Das zweite Buch mit dem Namen „Modern Egypt“[2] von Tom Little ist eine sehr leicht zu lesende, teilweise aber wohl gestraffte Geschichte Ägyptens. Little beschreibt sehr anschaulich die Vorgehensweise Nassers im Umgang mit General Ali Mohammed Nagib und die Abläufe im Machtapparat der Revolution.
Die folgenden zwei Bücher sind beide von P.J.Vatikiotis, der sich einerseits ausführlich mit der Jugendzeit Nassers und seinem politischen Werdegang in seinem Buch: „Nasser and his Generation“[3] beschäftigt und andererseits auch eine Geschichte Ägyptens verfasst hat (The History of Egypt[4]). Vatikiotis scheint ein sehr gut informierter Kenner der ägyptischen Revolution zu sein und überzeugt speziell durch seine Listen weiterführender Literatur. Besonders das Buch über Nasser und seine Generation ist zum tieferen Verständnis der Revolution und der Vorgänge in Ägypten seit 1952 sehr geeignet.

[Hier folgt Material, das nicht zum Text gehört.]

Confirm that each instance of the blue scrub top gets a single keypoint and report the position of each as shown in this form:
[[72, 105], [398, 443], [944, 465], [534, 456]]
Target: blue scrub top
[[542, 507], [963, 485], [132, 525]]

Neben diesen Werken gibt es noch zwei sehr interessante Nachschlagewerke. Dies wäre zum Einen das „Politische Lexikon Nahost“[5], in dem sich Friedemann Büttner mit der aktuellen Geschichte Ägyptens bis 1980 befasst. Um einen kurzen Überblick über den Gesamtablauf zu erhalten ist sein Artikel durchaus geeignet.
Zum Anderen hat Peter Pawelka ein Buch mit dem Titel: „Herrschaft und Entwicklung im Nahen Osten: Ägypten“[6] verfasst, welches jedoch sehr tief in die spezielle Politiktheorie einsteigt und sich nicht direkt mit geschichtlicher Bearbeitung sondern mit der ausführlichen Untersuchung verschiedener Herrschaftssysteme befasst.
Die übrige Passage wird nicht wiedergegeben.